Disciplinary issues have been an issue at Midland ISD, however, the district released a statement in January claiming the number of school fights had dropped nearly two-thirds between the final six weeks of 2022 and 2023.

A video of an altercation between two female students at Legacy Freshman High School circulated on social media in late March. It appeared to show one stabbing the other in the head with a pencil, with the former ultimately facing criminal charges. Nevertheless, the mother of the alleged victim told the Midland Reporter-Telegram that her daughter had been getting bullied for months, and her attempts to speak to Midland ISD administrators about the attack had been in vain.

“I have tried to contact the assistant principal,” the student’s mother told reporters. “I even tried to reach the principal as well.”

Roughly a month later, a student was allegedly caught with a firearm at Goddard Junior High, which is another in-district charter headed by the REACH Network. As Hodges explained to DX, the student in question had been enrolled in the alternative education program due to past behavioral issues. Yet they had been back on campus for Measures of Academic Progress (MAP) testing.

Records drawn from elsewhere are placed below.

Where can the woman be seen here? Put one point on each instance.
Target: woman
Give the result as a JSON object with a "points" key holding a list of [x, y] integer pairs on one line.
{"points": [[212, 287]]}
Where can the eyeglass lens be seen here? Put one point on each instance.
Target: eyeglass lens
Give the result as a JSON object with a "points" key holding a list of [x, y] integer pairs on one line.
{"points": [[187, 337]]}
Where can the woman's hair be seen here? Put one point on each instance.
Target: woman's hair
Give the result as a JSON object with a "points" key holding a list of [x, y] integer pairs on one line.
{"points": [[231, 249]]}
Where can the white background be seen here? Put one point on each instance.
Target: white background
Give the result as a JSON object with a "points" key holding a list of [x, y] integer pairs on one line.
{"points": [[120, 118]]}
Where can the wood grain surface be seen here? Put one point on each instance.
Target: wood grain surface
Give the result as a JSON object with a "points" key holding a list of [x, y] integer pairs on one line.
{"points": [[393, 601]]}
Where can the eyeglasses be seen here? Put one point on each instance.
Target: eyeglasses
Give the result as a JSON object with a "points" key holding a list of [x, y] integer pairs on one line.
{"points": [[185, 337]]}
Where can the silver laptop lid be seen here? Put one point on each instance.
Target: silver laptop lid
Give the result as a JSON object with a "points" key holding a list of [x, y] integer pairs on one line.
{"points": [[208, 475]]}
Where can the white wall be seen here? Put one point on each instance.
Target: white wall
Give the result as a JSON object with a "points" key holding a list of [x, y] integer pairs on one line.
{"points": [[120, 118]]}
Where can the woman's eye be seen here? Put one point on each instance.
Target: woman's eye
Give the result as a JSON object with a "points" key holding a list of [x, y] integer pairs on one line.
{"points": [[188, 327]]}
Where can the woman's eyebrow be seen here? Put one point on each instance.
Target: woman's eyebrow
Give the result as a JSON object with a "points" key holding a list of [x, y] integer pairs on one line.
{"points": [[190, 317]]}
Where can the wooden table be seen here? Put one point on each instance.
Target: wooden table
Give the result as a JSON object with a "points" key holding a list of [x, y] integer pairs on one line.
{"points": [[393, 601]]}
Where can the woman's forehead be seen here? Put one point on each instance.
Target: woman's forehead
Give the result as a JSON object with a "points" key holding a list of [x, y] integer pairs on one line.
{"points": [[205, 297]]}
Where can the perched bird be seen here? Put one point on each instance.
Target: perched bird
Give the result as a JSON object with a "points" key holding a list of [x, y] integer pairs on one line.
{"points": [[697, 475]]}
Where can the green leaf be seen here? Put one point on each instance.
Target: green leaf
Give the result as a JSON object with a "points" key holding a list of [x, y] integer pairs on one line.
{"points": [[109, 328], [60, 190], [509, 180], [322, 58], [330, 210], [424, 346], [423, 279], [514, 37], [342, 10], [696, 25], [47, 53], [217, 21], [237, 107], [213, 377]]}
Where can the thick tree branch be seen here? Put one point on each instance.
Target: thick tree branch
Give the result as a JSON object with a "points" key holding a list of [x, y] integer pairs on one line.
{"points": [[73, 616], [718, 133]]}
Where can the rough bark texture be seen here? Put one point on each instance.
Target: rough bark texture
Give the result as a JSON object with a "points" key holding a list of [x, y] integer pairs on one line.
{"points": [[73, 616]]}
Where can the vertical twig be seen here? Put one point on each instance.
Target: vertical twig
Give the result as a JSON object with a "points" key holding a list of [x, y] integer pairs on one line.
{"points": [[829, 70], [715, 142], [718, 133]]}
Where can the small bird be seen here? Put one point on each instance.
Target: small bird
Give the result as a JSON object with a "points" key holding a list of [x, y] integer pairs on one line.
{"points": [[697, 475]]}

“This kid was unrestricted,” said Hodges. “I think that that’s irresponsible and needs to be corrected.”

There are no metal detectors at the school entrances. The student was searched by campus police, who had been alerted that the youth had acted suspiciously but not in a threatening manner, per a Midland ISD statement received by MRT.

Much like Dallas ISD, which has a history of gun-related incidents on district campuses, Midland ISD struggled to comply with the state law mandating that an armed security guard be stationed at every campus, according to Hodges.

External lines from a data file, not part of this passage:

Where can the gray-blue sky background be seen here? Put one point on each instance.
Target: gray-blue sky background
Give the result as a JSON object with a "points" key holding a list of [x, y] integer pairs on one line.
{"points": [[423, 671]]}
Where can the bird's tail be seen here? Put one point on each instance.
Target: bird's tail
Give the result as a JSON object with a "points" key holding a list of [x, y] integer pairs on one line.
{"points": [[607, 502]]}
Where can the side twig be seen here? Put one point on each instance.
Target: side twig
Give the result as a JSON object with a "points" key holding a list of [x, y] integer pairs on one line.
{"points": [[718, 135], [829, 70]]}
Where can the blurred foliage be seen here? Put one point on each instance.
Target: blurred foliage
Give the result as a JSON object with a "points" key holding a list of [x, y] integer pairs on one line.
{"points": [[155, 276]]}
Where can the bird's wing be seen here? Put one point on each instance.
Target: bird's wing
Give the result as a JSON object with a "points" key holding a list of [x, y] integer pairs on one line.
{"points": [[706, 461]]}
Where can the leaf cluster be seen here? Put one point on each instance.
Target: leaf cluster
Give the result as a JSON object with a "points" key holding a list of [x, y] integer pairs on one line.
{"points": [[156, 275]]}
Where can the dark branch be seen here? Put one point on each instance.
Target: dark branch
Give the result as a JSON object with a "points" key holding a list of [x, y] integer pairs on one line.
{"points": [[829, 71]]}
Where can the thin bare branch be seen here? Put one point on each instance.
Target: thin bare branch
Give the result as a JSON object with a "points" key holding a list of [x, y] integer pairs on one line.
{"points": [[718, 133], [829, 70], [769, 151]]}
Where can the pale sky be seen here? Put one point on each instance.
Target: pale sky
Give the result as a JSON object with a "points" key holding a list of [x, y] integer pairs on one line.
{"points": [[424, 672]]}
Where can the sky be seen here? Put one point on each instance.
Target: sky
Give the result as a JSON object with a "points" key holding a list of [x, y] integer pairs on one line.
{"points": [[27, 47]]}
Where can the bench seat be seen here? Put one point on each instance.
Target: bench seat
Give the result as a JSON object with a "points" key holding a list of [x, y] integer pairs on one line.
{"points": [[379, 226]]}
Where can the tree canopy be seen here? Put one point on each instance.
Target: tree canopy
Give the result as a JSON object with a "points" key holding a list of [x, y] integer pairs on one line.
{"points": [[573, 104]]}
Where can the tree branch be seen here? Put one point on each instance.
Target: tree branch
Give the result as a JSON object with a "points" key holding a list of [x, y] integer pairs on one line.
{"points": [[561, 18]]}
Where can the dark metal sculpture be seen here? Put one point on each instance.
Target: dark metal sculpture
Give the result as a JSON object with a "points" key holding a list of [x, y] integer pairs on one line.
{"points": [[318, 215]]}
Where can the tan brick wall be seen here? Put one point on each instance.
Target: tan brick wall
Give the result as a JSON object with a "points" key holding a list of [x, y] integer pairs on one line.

“They actually tried to get a waiver because of staffing issues,” he said.

“Although there are some districts across the state of Texas where funding is a legitimate issue, it has not been historically our problem,” he added. “The root cause of our problem in Midland is not executing those finite financial dollars efficiently and usefully.”

Teacher misconduct has also been an issue at Midland ISD, with one teacher and coach at Midland High School getting arrested after allegedly being caught trying to solicit prostitution during a human trafficking operation conducted by Lubbock police. Earlier this month, another coach at Abell Junior High was arrested for public intoxication during an end-of-year sports banquet, leading Midland ISD officials to terminate his employment.

As covered by The Dallas Express, a number of scandals involving public school teachers and staffers across the state have come to light in the past year, including at Dallas ISD. Accusations of misconduct ranging from inappropriate relationships with students to possessing child pornography have led to calls for more transparency in state authorities’ handling of such reports, as well as improved background check procedures during the hiring process.

According to Hodges, changes need to be made at Midland ISD, beginning with increasing focus on the value of students’ education, the first step towards creating an informed society.

“As citizens, we’ve become increasingly more dependent upon each other,” he said. “It is absolutely imperative that each of us makes a concentrated effort to understand, respect, and appreciate others through a combination of innate and formally taught skills … [which are] necessary for leading a productive life as a citizen.”